On Sat, 2 Jul 2011, Chris Travers wrote:
On Sat, Jul 2, 2011 at 1:16 PM, Luke <..hidden..> wrote:Probably though, as I think about it, this would require globally unique filenames, and a name comparison with new uploads, possibly followed by a content comparison if names match. I'm not sure globally unique filenames are such a bad idea anyway.There's a fairly nasty case here that you can run into. If globally unique file names are required, then how do you know in advance what sort of names are used? Do we want to expect the users of the system to all come up with naming conventions that avoid collisions?
I was expecting that, yes. However, I shouldn't. My recent experience is with reasonably disciplined corporate users, who either get files from sources with likely to be unique names (some form of the vendor name and vendor's ID), create files for customers/vendors with names of the same type, or are good at storing files with rather long, descriptive, and accidentally unique names.
However, if we combine our two ways of looking at this, I think we have the solution.
If you store files by ID, and internally reference them by ID at all times, they can all be called "foobar.pdf" and it doesn't matter.
When a new file is uploaded, compare its CRC/checksum to the index of stored files. If there's no match, it's a new file, gets a new ID, and we save it. If the checksum matches, compare the contents to the N files with the match. If one of them matches, create a link to the existing copy, by inserting a referential entry in whatever table is tracking where files are attached. If none of them matches, it's a new file.

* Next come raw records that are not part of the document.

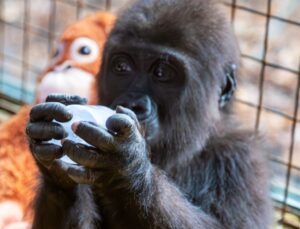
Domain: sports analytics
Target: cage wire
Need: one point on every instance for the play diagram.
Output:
(25, 48)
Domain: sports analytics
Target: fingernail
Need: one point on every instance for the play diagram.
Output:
(75, 126)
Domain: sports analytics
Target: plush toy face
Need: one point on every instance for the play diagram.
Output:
(77, 59)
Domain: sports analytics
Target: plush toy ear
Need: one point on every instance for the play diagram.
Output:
(105, 20)
(230, 85)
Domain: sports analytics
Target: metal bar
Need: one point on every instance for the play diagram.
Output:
(262, 72)
(2, 44)
(276, 160)
(233, 10)
(263, 14)
(25, 46)
(291, 150)
(33, 29)
(108, 5)
(269, 64)
(277, 112)
(32, 67)
(51, 27)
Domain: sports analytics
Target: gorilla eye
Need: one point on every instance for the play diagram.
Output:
(56, 53)
(163, 73)
(85, 50)
(121, 65)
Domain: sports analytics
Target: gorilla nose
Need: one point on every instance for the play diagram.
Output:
(141, 107)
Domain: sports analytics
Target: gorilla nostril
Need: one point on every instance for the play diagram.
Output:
(139, 110)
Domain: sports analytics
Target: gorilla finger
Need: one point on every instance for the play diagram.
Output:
(94, 135)
(83, 175)
(130, 113)
(45, 131)
(121, 124)
(50, 111)
(82, 154)
(46, 153)
(66, 99)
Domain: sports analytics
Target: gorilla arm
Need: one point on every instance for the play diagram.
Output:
(123, 175)
(56, 203)
(141, 194)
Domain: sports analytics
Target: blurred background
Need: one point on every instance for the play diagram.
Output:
(268, 94)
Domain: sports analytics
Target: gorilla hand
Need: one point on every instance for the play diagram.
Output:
(118, 156)
(41, 129)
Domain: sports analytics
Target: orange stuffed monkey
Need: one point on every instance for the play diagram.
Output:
(72, 70)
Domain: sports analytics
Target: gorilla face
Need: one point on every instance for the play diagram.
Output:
(147, 80)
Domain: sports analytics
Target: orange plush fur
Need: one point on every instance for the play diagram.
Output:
(18, 172)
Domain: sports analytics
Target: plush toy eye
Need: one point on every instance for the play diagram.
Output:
(58, 52)
(84, 50)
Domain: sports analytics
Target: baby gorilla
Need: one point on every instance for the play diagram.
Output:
(173, 158)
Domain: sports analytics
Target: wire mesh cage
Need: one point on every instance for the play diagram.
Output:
(267, 100)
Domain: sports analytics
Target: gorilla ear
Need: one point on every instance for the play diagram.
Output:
(230, 85)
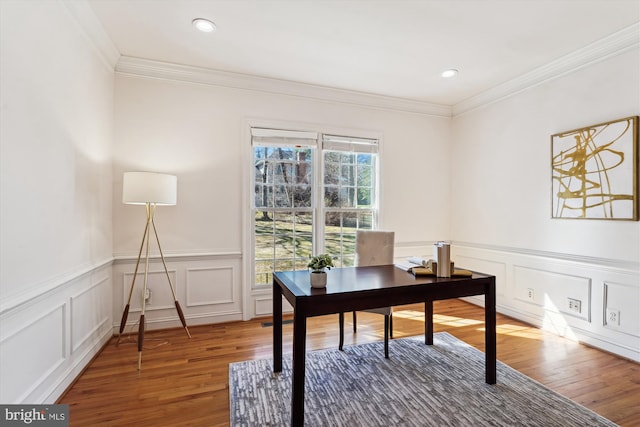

I'm pushing this, because I think it's more extendable, and it also leads directly to what Erik wanted.
If you divorce the storage of files, and the way they are tracked, from the documents to which they are attached, you get a true virtual filesystem. Any document can point to any file(s), and any file can be pointed to by one/some/no documents.
Associations can be re-mapped after file storage (this assumes a file management UI at some point), which is necessary for Erik's suggestion.
Luke